Wirtschaft, Philosophie, Leben
Warum schlagen uns manche Entscheidungen so sehr auf den Magen, dass wir tagelang keinen Hunger mehr verspüren, lustlos durchs Leben taumeln, von Gedanken verfolgt und malträtiert werden und einfach nicht mehr wissen, was als nächstes zu tun ist?
Die Natur hätte es doch auch so einrichten können, dass uns in diesen Phasen des Lebens der linke Fuß weh tut, uns Haare ausfallen oder wir so viel Hunger bekommen, dass wir uns dick und fett "fressen".
Aber nein - das passiert nicht! Es wurde vielmehr alles so angelegt, dass wir uns vorrübergehend in den Selbstzerstörungsmodus katapultieren. Mit wenig bis keiner Nahrungsaufnahme - "Nein danke,
ich habe gerade absolut keinen Appetit!" - und der Energielosigkeit - "Lass mich in Ruhe, mir geht es nicht gut", die daraus resultiert, wären wir in einem lebensfeindlichen Umfeld leichte Beute für Räuber und Feinde. Gewissermaßen setzt bzw. setzte uns die Natur in früheren Zeiten in diesem Modus einer Lebensgefahr aus. Warum ist das so?

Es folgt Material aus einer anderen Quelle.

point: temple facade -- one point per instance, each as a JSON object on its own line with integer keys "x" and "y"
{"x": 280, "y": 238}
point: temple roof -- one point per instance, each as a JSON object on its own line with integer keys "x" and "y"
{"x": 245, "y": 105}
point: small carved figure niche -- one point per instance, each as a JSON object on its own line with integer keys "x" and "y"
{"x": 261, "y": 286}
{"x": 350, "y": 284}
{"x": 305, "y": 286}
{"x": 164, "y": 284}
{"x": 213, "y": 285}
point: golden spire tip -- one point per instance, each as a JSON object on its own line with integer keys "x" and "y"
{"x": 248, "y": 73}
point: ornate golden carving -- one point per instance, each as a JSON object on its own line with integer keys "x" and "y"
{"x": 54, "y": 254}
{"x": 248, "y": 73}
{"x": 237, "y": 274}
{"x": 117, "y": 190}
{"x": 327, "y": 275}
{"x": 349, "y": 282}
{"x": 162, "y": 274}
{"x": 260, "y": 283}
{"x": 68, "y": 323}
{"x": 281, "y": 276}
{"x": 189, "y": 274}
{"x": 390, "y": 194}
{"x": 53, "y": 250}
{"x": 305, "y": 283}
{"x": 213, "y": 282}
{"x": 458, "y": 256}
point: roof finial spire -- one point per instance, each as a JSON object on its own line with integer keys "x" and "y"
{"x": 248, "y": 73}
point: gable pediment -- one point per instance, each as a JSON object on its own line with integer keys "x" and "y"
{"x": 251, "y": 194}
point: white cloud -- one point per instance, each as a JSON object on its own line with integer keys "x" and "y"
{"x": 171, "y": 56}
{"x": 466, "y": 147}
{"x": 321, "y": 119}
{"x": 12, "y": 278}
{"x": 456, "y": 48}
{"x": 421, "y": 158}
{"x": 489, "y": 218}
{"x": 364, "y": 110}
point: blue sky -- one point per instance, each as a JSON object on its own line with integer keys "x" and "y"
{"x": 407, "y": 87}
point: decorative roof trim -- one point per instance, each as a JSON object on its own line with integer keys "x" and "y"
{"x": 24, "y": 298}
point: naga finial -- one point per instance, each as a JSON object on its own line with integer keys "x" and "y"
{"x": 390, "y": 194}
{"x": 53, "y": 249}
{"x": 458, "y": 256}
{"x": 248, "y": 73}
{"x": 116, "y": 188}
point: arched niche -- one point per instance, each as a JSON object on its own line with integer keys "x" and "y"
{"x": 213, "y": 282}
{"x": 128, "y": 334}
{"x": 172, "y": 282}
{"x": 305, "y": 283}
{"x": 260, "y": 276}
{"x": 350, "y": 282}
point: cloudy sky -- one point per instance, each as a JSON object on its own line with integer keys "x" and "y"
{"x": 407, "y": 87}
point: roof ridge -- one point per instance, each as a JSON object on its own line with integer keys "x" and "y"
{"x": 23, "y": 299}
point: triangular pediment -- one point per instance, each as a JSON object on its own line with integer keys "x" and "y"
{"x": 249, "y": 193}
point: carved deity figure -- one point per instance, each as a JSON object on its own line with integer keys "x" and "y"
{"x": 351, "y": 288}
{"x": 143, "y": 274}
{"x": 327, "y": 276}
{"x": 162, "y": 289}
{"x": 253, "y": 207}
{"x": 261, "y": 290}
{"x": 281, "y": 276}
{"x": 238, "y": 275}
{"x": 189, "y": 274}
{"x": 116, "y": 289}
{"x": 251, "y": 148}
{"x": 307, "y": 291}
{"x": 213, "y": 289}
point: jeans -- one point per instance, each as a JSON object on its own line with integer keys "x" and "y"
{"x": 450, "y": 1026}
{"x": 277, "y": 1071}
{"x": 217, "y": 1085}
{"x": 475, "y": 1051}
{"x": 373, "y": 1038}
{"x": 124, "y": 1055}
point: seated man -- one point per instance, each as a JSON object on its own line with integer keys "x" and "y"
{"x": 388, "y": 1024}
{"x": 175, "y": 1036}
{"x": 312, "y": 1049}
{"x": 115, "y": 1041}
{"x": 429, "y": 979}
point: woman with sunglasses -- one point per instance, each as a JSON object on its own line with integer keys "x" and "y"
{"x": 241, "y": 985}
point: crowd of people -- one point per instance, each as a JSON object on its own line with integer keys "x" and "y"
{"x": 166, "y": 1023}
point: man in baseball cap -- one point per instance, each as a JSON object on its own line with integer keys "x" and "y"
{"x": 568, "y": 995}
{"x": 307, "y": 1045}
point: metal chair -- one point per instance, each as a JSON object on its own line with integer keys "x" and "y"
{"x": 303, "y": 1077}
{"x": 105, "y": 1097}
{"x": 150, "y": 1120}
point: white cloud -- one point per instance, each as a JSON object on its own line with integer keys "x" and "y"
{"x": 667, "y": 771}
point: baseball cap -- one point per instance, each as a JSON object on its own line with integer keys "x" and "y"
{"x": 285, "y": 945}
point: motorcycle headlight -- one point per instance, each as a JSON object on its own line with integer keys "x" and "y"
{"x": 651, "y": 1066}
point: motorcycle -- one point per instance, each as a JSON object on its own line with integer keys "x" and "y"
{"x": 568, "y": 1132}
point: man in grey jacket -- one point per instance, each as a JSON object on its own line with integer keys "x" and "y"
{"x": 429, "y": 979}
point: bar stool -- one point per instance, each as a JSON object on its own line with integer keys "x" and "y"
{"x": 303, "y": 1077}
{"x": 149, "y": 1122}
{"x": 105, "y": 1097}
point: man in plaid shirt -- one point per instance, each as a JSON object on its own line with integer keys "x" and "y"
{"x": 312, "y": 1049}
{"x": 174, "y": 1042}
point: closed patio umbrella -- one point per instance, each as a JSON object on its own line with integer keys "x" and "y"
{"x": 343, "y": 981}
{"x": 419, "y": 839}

Nun, vielleicht will sie uns darauf hinweisen, dass wir gerade existenzielle Dinge entschieden haben, Dinge mit weitreichenden Auswirkungen, Dinge die gut überlegt sein sollten, Dinge die nicht nur das Leben von uns selbst, sondern auch von anderen Menschen betreffen. Erst in diesem Zustand der Energielosigkeit, in dem wir am täglichen Leben nicht mehr aktiv teilnehmen können, kommen wir zur Ruhe und stellen uns den Argumenten, dem Für und Wider einer Entscheidung. Erst wenn wir mit der Decke über dem Kopf im Bett liegen und die Welt da draußen völlig an Bedeutung verloren hat, stellen wir uns Fragen und suchen nach Antworten.
Die Natur hat vorgesorgt! Sie stellt sicher, dass auch in unserer hektischen und von Irrealitäten geprägten Welt jeder Mensch bei wichtigen Entscheidungen in einen absoluten Nullzustand gelangt, denn erst dort erkennen wir, wer wir sind und was uns wertvoll ist. Auch der Zweifel, der in diesem Nullzustand hervortritt, nimmt am dem Prozess teil, die Entscheidung zu verarbeiten, denn er lässt es zu, dass Irrtum existiert, dass möglicherweise Fehlentscheidungen getroffen wurden, dass wir uns damit auseinandersetzen was gut und was schlecht ist bzw. was dafür und was dagegen spricht. Alles in allem findet eine innere Reinigung statt, die ein Ergebnis liefert, welches tiefgreifender und gehaltvoller ist, als jenes, das im alleinigen Zeitpunkt der Entscheidung zustande kommt.
Was aus diesem Prozess resultiert ist offen. Ob die Entscheidung richtig war oder falsch wird man im Endeffekt nie erfahren können. Trotzdem erlangen wir dadurch neue Handlungsimpluse, sodass sich der Fluss des Lebens nach einiger Zeit wieder in Gang setzt.
In welche Richtung? Wir wissen es nicht.